Avis critique rédigé par Nicolas L. le dimanche 7 septembre 2008 à 1437

Le retour de Nikos

Un petit groupe de touristes allemands se rend en vacance dans une bourgade italienne. Arrivés sur place, les jeunes gens se rendent compte que le village est désert. Visitant une maison, deux d’entre eux vont découvrir avec horreur des corps horriblement mutilés. Coincés dans ce lieu désert, harcelés par un tueur psychopathe, les jeunes allemands vont vivre alors un véritable cauchemar…
Joe d’Amato décédé en 1999, Andreas Schnaas, cinéaste teuton spécialiste en équarrissage et grand amateur d’abats d’animaux, décide de lui rendre hommage en reprenant le thème du film le plus connu du réalisateur transalpin : Anthropophagous. Il annonce ainsi à qui veut bien l’entendre qu’il va construire un film bâti sur le même script, en lui insufflant plus de violence et de sang. Pour ça, on peut lui faire confiance, reste à savoir ce cela va suffire pour en faire un film potable…

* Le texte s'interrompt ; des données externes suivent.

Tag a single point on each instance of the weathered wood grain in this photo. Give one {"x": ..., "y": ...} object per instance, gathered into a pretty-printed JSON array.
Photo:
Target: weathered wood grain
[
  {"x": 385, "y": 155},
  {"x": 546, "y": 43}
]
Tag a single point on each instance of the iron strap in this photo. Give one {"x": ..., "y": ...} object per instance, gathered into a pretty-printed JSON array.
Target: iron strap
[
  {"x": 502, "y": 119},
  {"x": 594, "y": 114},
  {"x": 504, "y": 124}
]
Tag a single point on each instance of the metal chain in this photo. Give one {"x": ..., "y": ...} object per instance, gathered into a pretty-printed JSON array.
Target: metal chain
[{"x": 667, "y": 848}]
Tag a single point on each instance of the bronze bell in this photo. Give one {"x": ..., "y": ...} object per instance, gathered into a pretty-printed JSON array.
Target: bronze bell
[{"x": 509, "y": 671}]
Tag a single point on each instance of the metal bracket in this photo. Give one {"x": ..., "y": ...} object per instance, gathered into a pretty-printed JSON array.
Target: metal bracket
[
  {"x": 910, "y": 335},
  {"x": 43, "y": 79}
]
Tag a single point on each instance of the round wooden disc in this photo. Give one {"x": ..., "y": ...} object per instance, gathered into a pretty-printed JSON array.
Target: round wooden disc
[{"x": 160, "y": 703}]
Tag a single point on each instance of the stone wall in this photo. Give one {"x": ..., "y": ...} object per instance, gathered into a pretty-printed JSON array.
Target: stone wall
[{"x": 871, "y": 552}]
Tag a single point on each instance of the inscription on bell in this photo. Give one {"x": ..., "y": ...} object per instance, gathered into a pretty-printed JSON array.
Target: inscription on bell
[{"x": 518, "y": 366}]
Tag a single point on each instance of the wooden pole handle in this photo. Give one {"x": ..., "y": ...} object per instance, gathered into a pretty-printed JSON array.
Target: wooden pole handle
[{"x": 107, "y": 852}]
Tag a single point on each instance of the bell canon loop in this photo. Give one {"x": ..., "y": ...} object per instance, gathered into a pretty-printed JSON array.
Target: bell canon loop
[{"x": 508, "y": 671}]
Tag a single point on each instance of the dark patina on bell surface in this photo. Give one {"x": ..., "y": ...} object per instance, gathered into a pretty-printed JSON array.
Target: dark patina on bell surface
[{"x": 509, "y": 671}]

Le film démarre en mer. De suite, on reconnaît le style Z de Schnaas. Une image vidéo pourrie, des acteurs au jeu figé qui sont obligés de se secouer de gauche à droite pour nous laisser croire que la mer est houleuse. Bref, c’est du semi-amateurisme consciencieux. Le bateau contient trois passagers : papa, maman et la petite fille (avec une gosse complètement crispée qui se demande ce qu’elle fout dans cette galère… euh, ce voilier). Une tempête se déchaine, le mannequin de la petite fille prend un mat sur la tempête et, un plan plus tard, tous les trois se retrouvent dans un bateau pneumatique de plage, assoiffés et… affamés. D’un coup, le papa pète un plomb, il plante un couteau dans le bide de sa moitié, lui mange un tété et bouffe le bras de sa fille plongée dans le coma (la jeune actrice, traumatisée, s’est probablement évanouie). Nikos le cannibale est né!..
On retrouve alors un couple sur une plage, un métalleu bedonnant et une fille tatouée portant le bikini le plus hideux que je n’ai jamais vu. Ils sautillent au bord de l’eau, sur une musique moisie, ne sachant apparemment pas quoi faire pour occuper l’espace. Arrivés à une tente, ils s’apprêtent à nous offrir la scène la plus ridicule du film. La fille enlève son haut de maillot (ouf, on respire), se fait titiller ses mamelons percés par la langue experte (et percée aussi) du métalleu coquin. On se dit que c’est bien parti pour que l’on puisse mater une séquence bien hard. On se met le doigt dans l’œil (faute de mieux). Les deux tourtereaux au look pourtant bien trash se mettent à forniquer… sans enlever le reste de leurs fringues ! S’en suit alors une séquence ridicule où, juchée sur un mec en pantalon, une fille en maillot se trémousse en essayant de nous faire croire à l’impossible (les plans ne trompent pas, Schnaas n’essaye même pas de tricher un peu).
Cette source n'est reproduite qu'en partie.